D’autres œuvres de Stravinski sont également données en version scénique. C’est le cas de ses « scènes chorégraphiques russes pour quatre pianos » intitulées Les Noces, données à deux reprises au Festival, en 1962 et 1972.

L’œuvre avait été créée à Paris en 1923 par la compagnie des Ballets russes, dans des décors et costumes conçus par Natalia Gontcharova (1881-1962), une des principales artistes employées par Diaghilev. La scénographie, laissée presque intacte pour l’occasion, fait de la production aixoise un hommage direct aux Ballets russes. Georges Skibine, chorégraphie d’ailleurs ces Noces pour deux danseurs (Pierre Lacotte et Hélène Sadovska) attestant de la grande continuité esthétique entre les manifestations, à plus de trente ans de distance. Le spectacle est servi par les voix de Mady Mesplé, Christiane Gayraud, Michel Hamel et André Vessières.

Enfin, mais plus tardivement, des opéras - et autres œuvres s’y apparentant - de Stravinski trouvent leur place sur les scènes du Festival : L’Histoire du soldat (1965), puis The Rake’s Progress (1992 et 2017), Le Rossignol (2010), Œdipus Rex (2016).

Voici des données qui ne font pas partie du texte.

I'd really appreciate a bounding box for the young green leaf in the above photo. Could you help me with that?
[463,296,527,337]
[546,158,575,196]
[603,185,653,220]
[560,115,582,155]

La soirée Ballets russes de 2023 revient ainsi aux premières présentations des œuvres de Stravinski au Festival. Le virtuose Orchestre de Paris conduit par Klaus Mäkelä y réalisera la prouesse technique de donner trois ballets dans un même concert.

DES PROJETS SCÉNIQUES INNOVANTS

De nombreux projets des périodes postérieures du Festival s’inscrivent dans cette filiation du dialogue entre les arts, et de l’attention portée à la recherche musicale et scénique, bien qu’ils ne se réclament pas des Ballets russes. En 1961, Il Combattimento di Tancredi e Clorinda, madrigaux de Monteverdi, sont mis en espace et chorégraphiés par Janine Charrat.

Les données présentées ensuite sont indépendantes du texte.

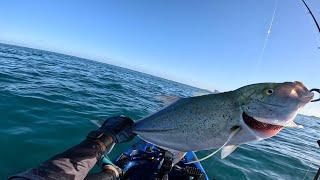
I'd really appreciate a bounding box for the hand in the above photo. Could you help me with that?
[98,115,135,143]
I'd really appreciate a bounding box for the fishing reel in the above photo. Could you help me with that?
[113,144,207,180]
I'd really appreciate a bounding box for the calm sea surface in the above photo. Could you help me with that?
[0,43,319,179]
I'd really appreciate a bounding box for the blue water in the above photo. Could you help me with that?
[0,43,319,179]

Plus proches de nous, d’autres œuvres a priori non scéniques s’animent dans les différents théâtres du Festival : Winterreise et Trauernacht (2014), et plus récemment encore, sous la direction de Pierre Audi, Requiem (2019) et Résurrection (2022). En choisissant d’élargir les limites traditionnelles du spectacle lyrique, le Festival d’Aix interroge encore aujourd’hui la porosité entre les disciplines artistiques et plaide pour de nouvelles formes de spectacles d’art total.

La soirée Ballets Russes, programmée au Stadium de Vitrolles les 8, 10, 11 et 12 juillet 2023, rend hommage à l’esprit moderne des Ballets russes, un siècle après leur succès parisien, et au cap que s’est toujours fixé le Festival d’Aix : l’interdisciplinarité au cœur de l’art lyrique.